The Philippines is 3rd to least to afford a gaming console

To analyze the affordability of gaming consoles across the region, iPrice combined data on the actual pricing of consoles from Southeast Asian online marketplaces with World Bank data on average incomes.

The study also shows a significant variation in the affordability of gaming consoles. This variability is due to a combination of reasons including pricing strategies of console manufacturers, market supply and demand, the activity of entrepreneurial resellers, and average income levels.

Gaming Console

The Philippines is one of the countries where a gaming console will cost the average Filipino at least 16% of their annual salary. With an average of PHP 186,226.83 per year, it will take around 3-4 months to afford one.
This compares to markets such as Indonesia and Vietnam where a console will cost the average person between a fifth and a quarter of the annual income that covers 24% and 20% of their annual salary.

Whilst the low affordability of consoles in Indonesia and Vietnam is in large part due to lower income levels in these markets, our analysis shows it is also impacted by the pricing of consoles, with pricing on e-commerce platforms 31% and 49% above RRP respectively. In Singapore on the other hand, 1% only of their salary is needed to afford these consoles.

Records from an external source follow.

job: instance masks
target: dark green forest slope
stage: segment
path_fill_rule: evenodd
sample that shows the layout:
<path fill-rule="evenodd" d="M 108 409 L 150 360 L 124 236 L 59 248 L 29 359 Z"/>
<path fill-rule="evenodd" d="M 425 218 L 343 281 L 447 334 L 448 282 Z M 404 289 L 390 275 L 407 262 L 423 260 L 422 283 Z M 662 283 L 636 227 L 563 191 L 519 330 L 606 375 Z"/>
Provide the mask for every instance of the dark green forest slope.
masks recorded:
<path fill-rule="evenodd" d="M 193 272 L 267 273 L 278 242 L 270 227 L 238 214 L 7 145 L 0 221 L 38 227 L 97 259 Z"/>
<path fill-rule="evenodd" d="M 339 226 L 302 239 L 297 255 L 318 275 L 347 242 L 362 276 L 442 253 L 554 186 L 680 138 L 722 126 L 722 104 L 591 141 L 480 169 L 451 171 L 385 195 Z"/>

Data shows gaming consoles are typically the most expensive in Indonesia, particularly for the lower-end models for each brand. The lower-end Xbox Series S – with an average 76% markup compared to the average Southeast Asia RRP – has the highest price markup in the region. Without official Microsoft stores in the country, consumers in Indonesia must rely on resellers to meet local demand from other markets.

Until demand and supply normalize, allowing actual pricing to move closer to the RRP, these products are likely to continue to be a luxury purchase for most people in Southeast Asia.

High Demand + Low Supply to Continue, Keeping Console Prices High

iPrice analysis revealed that two years after the launch of the consoles, and with the COVID-19 pandemic yesterday’s challenge, the real price for consoles on e-commerce platforms in Southeast Asia still exceeds the RRP by an average of 40% pushing gaming consoles firmly into the ‘luxury goods’ bracket across the region.

With search volume still high, and global chip shortages expected to continue into 2024, consumers in Southeast Asia are likely to continue to face high gaming console prices into 2023, with online resellers continuing to profit.